Her purse slung over her shoulder, Sarah walked along the edge of the road, kicking aside little pine and cedar branches that had fallen during the storm. Her neighbor, Jim, should be along any time, heading into town for his morning coffee and waffles at Flo's. She didn't have to be at work until two, but if she wanted a ride, it was Jim or nothing. That old road could go a week without seeing a car other than her sedan and Jim's big truck.
She glanced at her watch, and then over her shoulder. It was a quarter after eight. Whenever Steve asked her to cover the morning shift for one of the other checkers, she had to be there by eight thirty, and Jim was always in the cafe already. Had she missed him? She groaned and adjusted the strap of her purse. It was only six miles, but that was about five miles farther than she wanted to walk.
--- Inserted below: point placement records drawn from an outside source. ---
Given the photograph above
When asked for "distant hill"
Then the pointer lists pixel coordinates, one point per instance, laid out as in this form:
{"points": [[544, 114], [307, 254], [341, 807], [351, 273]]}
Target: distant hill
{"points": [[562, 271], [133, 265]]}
Rounding one of the large corners, Sarah stared out into the woods, appreciating the way the sunlight slanted through the trees, tendrils of mist creeping along in the shadows. She often saw deer out her back windows, sometimes even elk, foxes and once, a black bear. That was another reason she didn't want to move to town--she enjoyed living among the wildlife. Although, walking alone and unarmed along a deserted road, a hungry bear was probably the last thing she wanted to see.
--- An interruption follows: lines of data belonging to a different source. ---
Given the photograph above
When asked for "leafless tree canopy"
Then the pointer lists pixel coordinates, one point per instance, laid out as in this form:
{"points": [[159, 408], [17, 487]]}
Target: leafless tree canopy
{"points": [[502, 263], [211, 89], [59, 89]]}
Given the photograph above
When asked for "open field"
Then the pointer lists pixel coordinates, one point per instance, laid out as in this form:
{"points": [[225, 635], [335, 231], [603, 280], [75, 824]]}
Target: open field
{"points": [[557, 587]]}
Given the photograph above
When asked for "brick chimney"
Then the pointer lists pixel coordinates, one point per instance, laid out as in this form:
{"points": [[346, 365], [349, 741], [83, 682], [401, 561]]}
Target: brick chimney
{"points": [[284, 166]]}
Tearing her eyes from the forest, she turned back to the road, and her steps faltered at the sight of a vehicle parked in the middle of the road up ahead, the driver's side door hanging open. Was that ... was that Harold's pickup? Uneasy, Sarah glanced around, but help had not miraculously appeared out of thin air. Heart pounding, she walked toward the vehicle.
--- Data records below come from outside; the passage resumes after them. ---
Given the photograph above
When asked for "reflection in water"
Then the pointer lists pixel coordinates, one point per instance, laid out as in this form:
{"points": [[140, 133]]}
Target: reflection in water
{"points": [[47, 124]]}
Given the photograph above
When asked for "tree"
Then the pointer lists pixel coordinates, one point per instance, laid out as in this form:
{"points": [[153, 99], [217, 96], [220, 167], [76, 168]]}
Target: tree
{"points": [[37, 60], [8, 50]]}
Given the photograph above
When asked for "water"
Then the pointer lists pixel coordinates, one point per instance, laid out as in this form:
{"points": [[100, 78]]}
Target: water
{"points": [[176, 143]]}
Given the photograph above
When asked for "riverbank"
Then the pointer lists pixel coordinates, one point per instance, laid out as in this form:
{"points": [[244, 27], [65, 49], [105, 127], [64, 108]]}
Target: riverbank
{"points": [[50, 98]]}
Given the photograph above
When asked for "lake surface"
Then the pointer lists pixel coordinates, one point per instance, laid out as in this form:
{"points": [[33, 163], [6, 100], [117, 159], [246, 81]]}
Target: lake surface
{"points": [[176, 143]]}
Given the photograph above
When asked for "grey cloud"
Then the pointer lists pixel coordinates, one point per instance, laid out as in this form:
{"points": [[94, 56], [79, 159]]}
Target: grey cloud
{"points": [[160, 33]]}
"Harold?" she called, her voice sounding small and timid in the silence. "Harold, are you okay?" There was no answer, but she hadn't really expected one. Gripping her purse tight in both hands, she walked along the side of the pickup, hardly able to breathe. Everything in her screamed to run home and call the police, but she couldn't stop her feet from moving forward. She had to see. At the front corner of the pickup, she hesitated and swallowed hard. She could hear flies buzzing.
Sarah looked down, in front of the truck, at Harold, his face white as chalk, his lips blue, eyes wide and staring, as thick, black blood clung to his face. His throat had been torn out. The hunk of flesh lay beside his head, attracting flies. Sarah stared, and then turned away and threw up.